According to sources cited by the FT, TotalEnergies purchased about 70 crude cargoes from the United Arab Emirates and Oman for May loading—more than double its February volume. The company declined to comment publicly on its trading activity.
The opportunity emerged after S&P Global Platts suspended, on March 2, nominations of crude grades requiring transit through the Strait of Hormuz due to security risks. This removed three of the five benchmark grades used in the Dubai crude pricing system, cutting deliverable supply by about 40% and leaving mainly Abu Dhabi’s Murban and Oman crude in circulation.
With reduced liquidity, the market became vulnerable to dominance by a single trader. While overall trading activity rose by around 50% month-on-month, TotalEnergies was the only player able to accumulate enough partial contracts to form full cargoes.
Prices surged amid the disruption: Dubai crude jumped from around $70 per barrel before the conflict to about $170 at its peak, while Brent crude rose to around $120 in mid-March before easing to roughly $113.
Chief executive Patrick Pouyanné described refining margins as unprecedented and the oil products market as “dislocated.” He warned that if the conflict continues into summer, European gas prices could reach $40 per million British thermal units, up from about $18.
At the same time, the company said on March 13 that production disruptions in Qatar, Iraq, and offshore UAE affected about 15% of its global output.
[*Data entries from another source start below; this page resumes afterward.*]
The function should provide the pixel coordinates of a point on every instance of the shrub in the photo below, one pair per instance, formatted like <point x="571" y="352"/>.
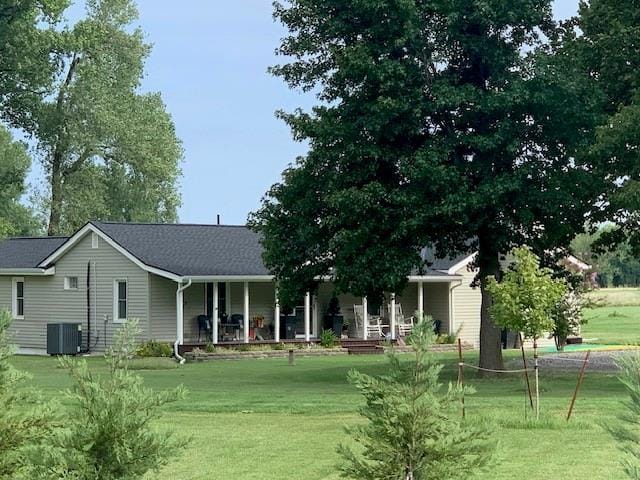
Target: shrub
<point x="154" y="349"/>
<point x="328" y="339"/>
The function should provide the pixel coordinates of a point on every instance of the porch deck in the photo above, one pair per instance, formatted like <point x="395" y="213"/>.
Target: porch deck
<point x="347" y="343"/>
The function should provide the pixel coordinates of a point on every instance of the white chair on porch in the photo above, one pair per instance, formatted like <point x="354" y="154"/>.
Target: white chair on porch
<point x="404" y="324"/>
<point x="374" y="326"/>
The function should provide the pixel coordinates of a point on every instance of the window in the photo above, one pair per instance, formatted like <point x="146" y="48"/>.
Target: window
<point x="120" y="301"/>
<point x="18" y="298"/>
<point x="70" y="283"/>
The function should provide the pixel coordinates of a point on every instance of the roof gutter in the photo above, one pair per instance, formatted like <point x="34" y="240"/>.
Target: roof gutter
<point x="180" y="319"/>
<point x="28" y="271"/>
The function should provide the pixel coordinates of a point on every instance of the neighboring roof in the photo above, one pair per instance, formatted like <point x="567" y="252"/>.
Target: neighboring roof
<point x="27" y="252"/>
<point x="191" y="250"/>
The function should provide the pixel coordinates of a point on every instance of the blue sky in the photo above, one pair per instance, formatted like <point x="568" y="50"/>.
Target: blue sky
<point x="210" y="62"/>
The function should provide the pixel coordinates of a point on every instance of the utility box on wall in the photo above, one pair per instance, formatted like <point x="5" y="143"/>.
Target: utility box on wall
<point x="64" y="338"/>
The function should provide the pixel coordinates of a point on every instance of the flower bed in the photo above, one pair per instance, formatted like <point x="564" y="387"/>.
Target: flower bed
<point x="223" y="354"/>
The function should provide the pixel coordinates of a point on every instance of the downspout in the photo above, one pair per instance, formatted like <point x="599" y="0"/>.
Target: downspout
<point x="452" y="311"/>
<point x="180" y="319"/>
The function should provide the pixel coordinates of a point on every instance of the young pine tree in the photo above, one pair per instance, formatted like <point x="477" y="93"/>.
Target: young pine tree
<point x="111" y="436"/>
<point x="413" y="430"/>
<point x="25" y="421"/>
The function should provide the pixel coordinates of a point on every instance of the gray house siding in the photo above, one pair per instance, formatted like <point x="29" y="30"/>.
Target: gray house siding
<point x="162" y="308"/>
<point x="47" y="301"/>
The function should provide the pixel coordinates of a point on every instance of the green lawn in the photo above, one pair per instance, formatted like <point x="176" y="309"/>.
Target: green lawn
<point x="616" y="318"/>
<point x="262" y="419"/>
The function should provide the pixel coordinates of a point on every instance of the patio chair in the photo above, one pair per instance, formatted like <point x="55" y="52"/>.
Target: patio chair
<point x="204" y="324"/>
<point x="236" y="321"/>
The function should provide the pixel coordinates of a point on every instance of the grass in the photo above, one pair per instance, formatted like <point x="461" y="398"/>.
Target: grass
<point x="262" y="419"/>
<point x="616" y="318"/>
<point x="616" y="297"/>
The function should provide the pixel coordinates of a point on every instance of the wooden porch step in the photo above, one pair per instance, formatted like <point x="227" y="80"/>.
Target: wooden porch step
<point x="365" y="350"/>
<point x="353" y="342"/>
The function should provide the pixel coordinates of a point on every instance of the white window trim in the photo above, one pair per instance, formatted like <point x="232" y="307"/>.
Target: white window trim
<point x="67" y="283"/>
<point x="115" y="300"/>
<point x="14" y="297"/>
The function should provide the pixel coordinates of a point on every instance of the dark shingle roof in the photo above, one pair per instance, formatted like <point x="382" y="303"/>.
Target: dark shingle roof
<point x="191" y="250"/>
<point x="442" y="264"/>
<point x="182" y="249"/>
<point x="27" y="252"/>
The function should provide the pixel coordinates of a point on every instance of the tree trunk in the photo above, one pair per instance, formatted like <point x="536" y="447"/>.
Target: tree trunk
<point x="490" y="336"/>
<point x="56" y="197"/>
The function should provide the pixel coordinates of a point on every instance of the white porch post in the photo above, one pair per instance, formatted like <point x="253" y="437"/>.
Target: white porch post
<point x="276" y="326"/>
<point x="314" y="315"/>
<point x="216" y="314"/>
<point x="365" y="318"/>
<point x="393" y="316"/>
<point x="307" y="316"/>
<point x="180" y="315"/>
<point x="246" y="312"/>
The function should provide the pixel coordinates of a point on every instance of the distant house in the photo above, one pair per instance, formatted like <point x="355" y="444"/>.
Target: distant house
<point x="174" y="278"/>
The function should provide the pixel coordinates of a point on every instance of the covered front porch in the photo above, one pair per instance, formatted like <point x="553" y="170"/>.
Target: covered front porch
<point x="247" y="311"/>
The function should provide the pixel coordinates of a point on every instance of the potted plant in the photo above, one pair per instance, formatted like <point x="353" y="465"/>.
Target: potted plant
<point x="333" y="319"/>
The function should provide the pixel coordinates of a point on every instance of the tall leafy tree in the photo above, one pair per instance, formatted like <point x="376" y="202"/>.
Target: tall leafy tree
<point x="27" y="28"/>
<point x="89" y="118"/>
<point x="15" y="218"/>
<point x="451" y="123"/>
<point x="609" y="50"/>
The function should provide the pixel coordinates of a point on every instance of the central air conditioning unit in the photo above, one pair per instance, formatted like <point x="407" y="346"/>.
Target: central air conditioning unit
<point x="64" y="338"/>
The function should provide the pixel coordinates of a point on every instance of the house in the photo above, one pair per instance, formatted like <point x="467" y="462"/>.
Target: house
<point x="169" y="275"/>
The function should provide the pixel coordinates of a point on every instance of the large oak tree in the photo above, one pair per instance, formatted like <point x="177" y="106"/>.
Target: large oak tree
<point x="450" y="123"/>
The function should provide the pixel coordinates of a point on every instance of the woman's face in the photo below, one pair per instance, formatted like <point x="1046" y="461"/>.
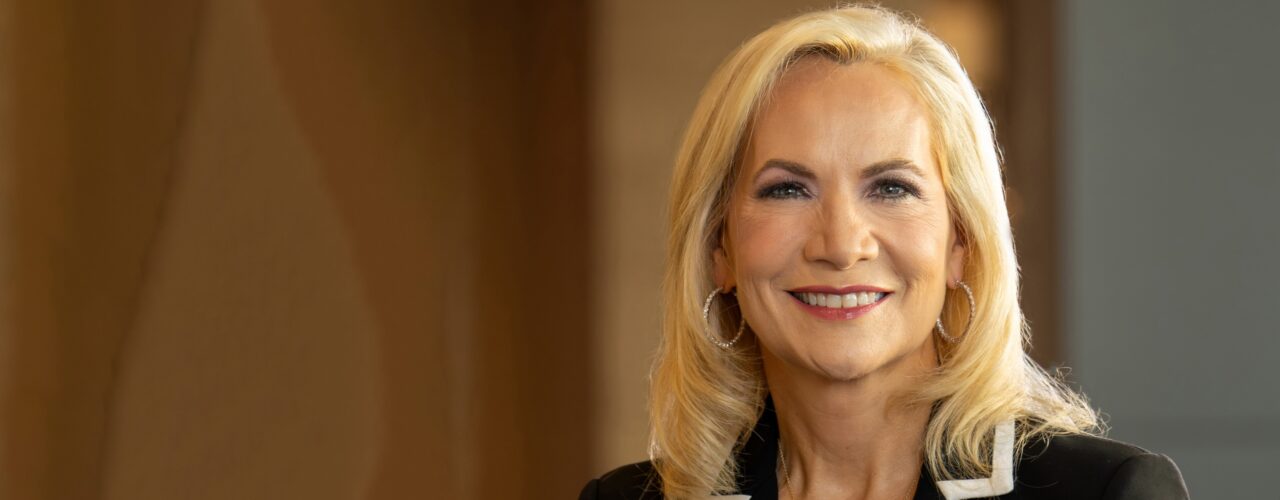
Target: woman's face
<point x="840" y="196"/>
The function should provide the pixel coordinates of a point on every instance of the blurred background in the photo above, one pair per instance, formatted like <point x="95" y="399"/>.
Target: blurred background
<point x="392" y="250"/>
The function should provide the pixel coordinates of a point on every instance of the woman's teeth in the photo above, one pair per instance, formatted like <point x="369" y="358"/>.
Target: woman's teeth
<point x="832" y="301"/>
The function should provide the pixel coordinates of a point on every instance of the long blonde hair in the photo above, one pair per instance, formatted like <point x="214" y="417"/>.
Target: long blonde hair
<point x="705" y="400"/>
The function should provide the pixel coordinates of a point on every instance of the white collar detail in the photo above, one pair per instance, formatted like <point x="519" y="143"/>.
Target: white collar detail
<point x="1001" y="480"/>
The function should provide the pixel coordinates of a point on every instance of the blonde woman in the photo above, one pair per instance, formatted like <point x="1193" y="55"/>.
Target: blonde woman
<point x="841" y="313"/>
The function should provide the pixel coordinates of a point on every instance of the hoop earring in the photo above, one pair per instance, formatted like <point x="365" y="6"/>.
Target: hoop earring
<point x="707" y="313"/>
<point x="973" y="310"/>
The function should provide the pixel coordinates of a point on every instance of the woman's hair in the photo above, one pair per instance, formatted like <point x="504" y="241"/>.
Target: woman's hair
<point x="705" y="400"/>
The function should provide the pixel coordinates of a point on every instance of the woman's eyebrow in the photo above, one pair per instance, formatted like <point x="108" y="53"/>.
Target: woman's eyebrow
<point x="873" y="170"/>
<point x="789" y="166"/>
<point x="891" y="164"/>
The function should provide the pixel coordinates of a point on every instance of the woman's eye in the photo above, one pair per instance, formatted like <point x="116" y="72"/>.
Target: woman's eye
<point x="891" y="189"/>
<point x="784" y="191"/>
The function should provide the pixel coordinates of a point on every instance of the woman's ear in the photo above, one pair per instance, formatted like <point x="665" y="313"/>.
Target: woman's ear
<point x="723" y="270"/>
<point x="956" y="257"/>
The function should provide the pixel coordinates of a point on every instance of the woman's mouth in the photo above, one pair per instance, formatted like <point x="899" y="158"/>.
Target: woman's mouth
<point x="839" y="306"/>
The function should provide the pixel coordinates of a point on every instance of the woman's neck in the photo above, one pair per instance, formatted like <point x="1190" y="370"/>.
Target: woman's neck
<point x="850" y="439"/>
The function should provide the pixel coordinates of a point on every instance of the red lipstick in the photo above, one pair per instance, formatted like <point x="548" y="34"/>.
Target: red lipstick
<point x="844" y="312"/>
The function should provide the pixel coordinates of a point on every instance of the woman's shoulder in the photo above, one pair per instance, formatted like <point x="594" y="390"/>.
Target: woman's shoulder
<point x="638" y="481"/>
<point x="1095" y="467"/>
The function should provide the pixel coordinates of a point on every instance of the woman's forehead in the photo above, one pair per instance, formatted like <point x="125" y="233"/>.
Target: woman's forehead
<point x="849" y="114"/>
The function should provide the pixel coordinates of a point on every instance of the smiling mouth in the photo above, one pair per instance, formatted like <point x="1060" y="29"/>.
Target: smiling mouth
<point x="848" y="301"/>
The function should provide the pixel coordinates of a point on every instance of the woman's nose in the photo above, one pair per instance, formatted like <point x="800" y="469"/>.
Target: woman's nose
<point x="841" y="237"/>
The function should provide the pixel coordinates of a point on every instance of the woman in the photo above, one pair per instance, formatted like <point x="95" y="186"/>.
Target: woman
<point x="841" y="313"/>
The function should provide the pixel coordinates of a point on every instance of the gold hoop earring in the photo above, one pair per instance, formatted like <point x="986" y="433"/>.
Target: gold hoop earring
<point x="973" y="310"/>
<point x="707" y="313"/>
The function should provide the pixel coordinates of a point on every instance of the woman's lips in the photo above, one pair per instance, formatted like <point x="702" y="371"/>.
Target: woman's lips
<point x="841" y="312"/>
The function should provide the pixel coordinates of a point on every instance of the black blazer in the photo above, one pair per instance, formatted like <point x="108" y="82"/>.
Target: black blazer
<point x="1066" y="468"/>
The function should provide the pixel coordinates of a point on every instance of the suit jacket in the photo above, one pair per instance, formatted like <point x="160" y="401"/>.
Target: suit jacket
<point x="1065" y="467"/>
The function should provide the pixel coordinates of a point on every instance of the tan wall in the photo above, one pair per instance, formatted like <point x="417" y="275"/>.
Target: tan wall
<point x="260" y="250"/>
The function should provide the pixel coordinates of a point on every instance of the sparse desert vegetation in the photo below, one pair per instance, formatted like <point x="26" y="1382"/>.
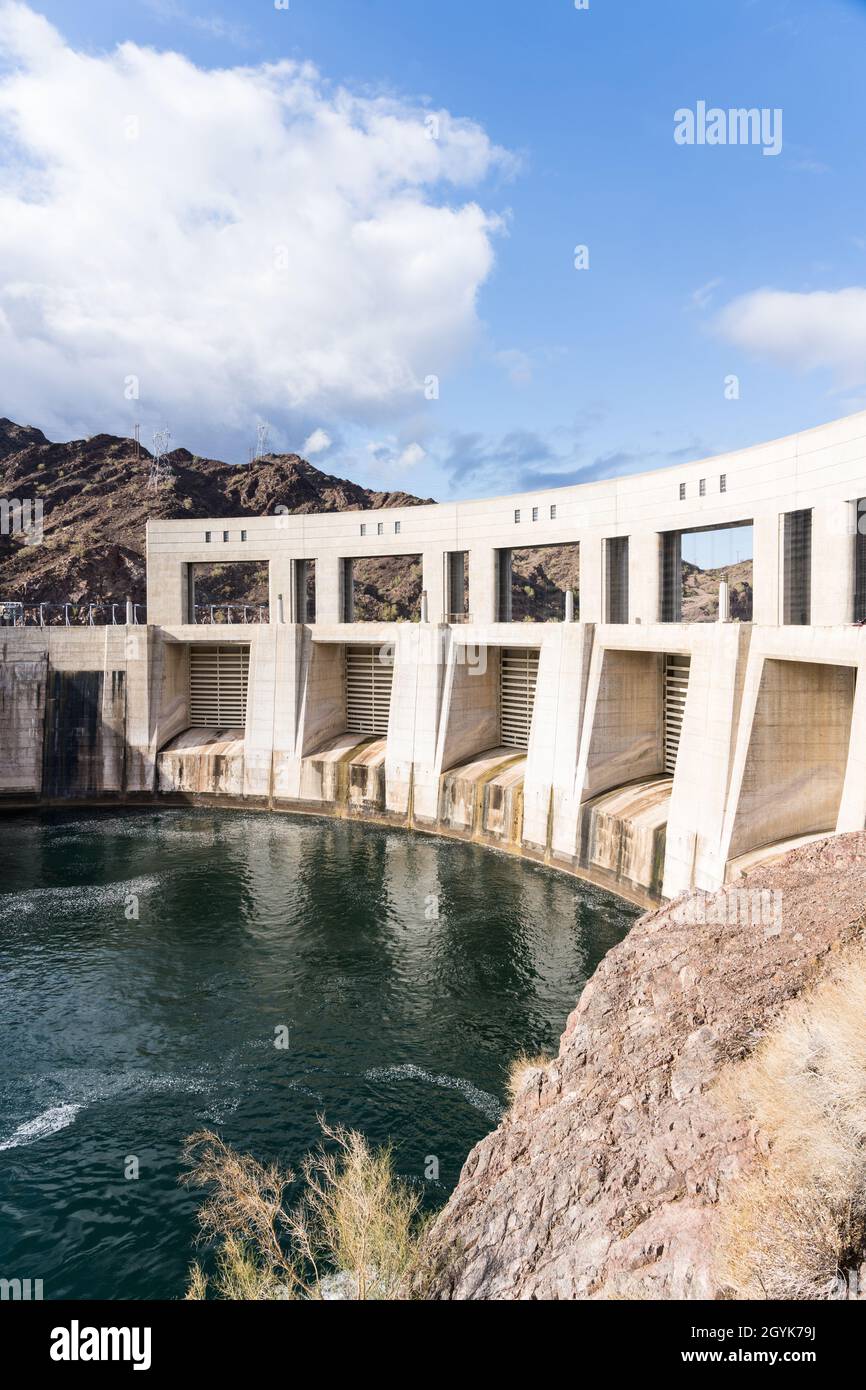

However, because Middle Eastern production contributes only about 10% of upstream cash flow, higher oil prices—specifically an $8 per barrel increase in Brent—fully offset these losses.
The surge in Dubai crude prices has also strained Asian refiners, some of whom have urged Saudi Aramco to shift pricing from Platts Dubai to ICE Brent. On March 20, Platts further adjusted the benchmark by suspending the negative quality adjustment for Murban crude to increase supply flexibility.